I’d mention how awesomely cool she is, write about her on-stage patter. Some of it planned (after the first songs of the album, she showed the album jacket and explained that she had just performed Side A, and now we were going to flip to Side B, put it on the turntable, put the arm down, put the needle in the groove). Some of it spontaneous (a fan threw a T-shirt on stage, which she thought was a Jerry Seinfeld shirt, leading her to wonder why anyone would do that, tell her only Jerry Seinfeld personal story, and then realize that without her glasses on, she hadn’t seen that it was a picture of Jerry Garcia, leading her to tell her only personal story about Garcia, which was funny.)

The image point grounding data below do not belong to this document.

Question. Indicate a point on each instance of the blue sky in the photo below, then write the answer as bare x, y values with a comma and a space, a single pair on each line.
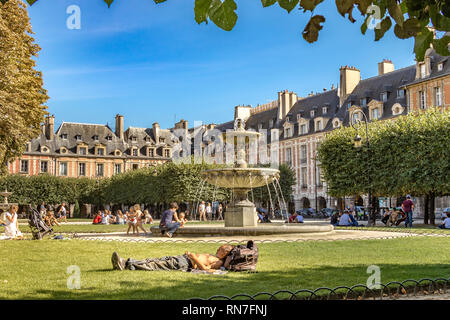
154, 63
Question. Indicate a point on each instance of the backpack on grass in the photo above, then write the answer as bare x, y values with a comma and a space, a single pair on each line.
243, 258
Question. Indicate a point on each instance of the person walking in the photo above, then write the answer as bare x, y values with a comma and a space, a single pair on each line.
219, 212
202, 211
408, 206
167, 220
208, 211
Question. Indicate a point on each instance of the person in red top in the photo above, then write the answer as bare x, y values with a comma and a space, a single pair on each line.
408, 207
98, 218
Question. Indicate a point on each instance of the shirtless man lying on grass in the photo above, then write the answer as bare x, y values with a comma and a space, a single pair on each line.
185, 262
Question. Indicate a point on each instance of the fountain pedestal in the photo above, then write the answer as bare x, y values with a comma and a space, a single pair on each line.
241, 214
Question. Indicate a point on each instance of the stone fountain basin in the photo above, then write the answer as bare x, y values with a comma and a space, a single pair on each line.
261, 229
241, 178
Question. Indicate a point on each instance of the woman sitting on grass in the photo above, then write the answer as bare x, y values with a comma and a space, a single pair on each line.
148, 217
139, 218
446, 223
98, 218
120, 219
50, 219
12, 225
131, 218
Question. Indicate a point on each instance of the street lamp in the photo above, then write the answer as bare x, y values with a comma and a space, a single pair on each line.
356, 123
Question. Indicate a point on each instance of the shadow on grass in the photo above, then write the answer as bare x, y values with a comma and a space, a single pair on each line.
170, 285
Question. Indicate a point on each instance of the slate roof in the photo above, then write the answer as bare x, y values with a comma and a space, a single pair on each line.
69, 135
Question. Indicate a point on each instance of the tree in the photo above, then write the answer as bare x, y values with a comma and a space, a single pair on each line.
407, 155
21, 87
420, 14
287, 181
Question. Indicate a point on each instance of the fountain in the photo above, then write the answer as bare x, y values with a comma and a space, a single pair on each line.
241, 180
240, 216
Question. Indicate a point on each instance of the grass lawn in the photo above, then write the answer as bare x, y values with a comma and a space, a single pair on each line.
37, 269
99, 228
418, 229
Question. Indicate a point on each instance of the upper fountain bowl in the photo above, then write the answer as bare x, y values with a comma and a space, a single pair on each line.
241, 178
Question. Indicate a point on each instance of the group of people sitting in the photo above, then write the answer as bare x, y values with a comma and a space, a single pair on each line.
135, 218
344, 219
10, 220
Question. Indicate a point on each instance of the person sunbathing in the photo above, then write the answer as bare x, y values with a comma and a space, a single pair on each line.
185, 262
50, 219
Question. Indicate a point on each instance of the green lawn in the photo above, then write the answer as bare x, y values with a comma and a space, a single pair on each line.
99, 228
37, 269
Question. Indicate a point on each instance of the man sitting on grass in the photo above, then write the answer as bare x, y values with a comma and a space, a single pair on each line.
446, 223
185, 262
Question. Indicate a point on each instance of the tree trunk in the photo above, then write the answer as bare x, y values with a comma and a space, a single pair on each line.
427, 211
432, 209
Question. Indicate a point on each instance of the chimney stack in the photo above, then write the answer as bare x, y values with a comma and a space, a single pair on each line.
156, 131
286, 101
385, 66
50, 127
349, 79
242, 112
119, 126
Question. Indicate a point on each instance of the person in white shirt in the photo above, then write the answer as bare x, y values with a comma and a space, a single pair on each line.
446, 223
12, 225
202, 211
208, 211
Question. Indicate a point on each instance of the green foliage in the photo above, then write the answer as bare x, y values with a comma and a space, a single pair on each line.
409, 17
407, 155
287, 181
22, 95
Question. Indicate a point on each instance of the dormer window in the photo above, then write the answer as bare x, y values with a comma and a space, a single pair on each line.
303, 129
422, 70
363, 102
82, 150
318, 125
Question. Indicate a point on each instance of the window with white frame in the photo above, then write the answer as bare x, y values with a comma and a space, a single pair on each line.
44, 166
422, 100
63, 169
303, 128
303, 154
288, 156
318, 125
304, 177
438, 96
363, 102
422, 70
375, 113
99, 170
82, 169
24, 166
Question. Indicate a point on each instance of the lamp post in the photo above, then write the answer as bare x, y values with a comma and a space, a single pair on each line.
356, 123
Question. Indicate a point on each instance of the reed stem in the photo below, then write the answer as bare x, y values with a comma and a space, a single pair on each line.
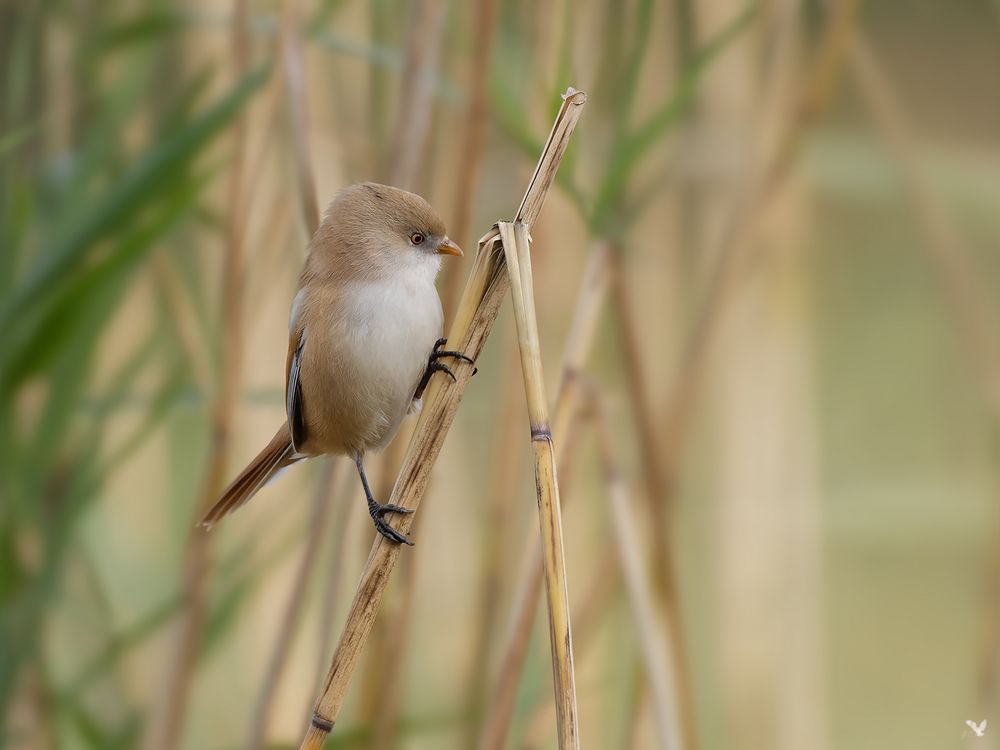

But this isn’t a review. I just want to say that it was one of the best concerts I have ever been to and I’ve been to plenty of great ones. Here’s why:

Patti Smith is authentic, committed, open-hearted, honest, gentle, wild, loving and fierce. When you add that to her talent, it is totally inspiring. Still thinking about it days later inspiring. Not that most of us are or can be quite that talented, or as authentic, committed, open-hearted, honest, gentle, wild, loving or fierce, but that we can aspire to be all that. And when we aspire, we can be artists too.

Patti Smith also believes, performs and preaches the power of rock and roll, not a gospel as current as it once was, but no less true. At the end of the concert, she strapped on her electric guitar, and played some crazy, Hendrix-style riffs, wailing to heaven. And then she held up her guitar: This is a weapon, she said, a weapon of love.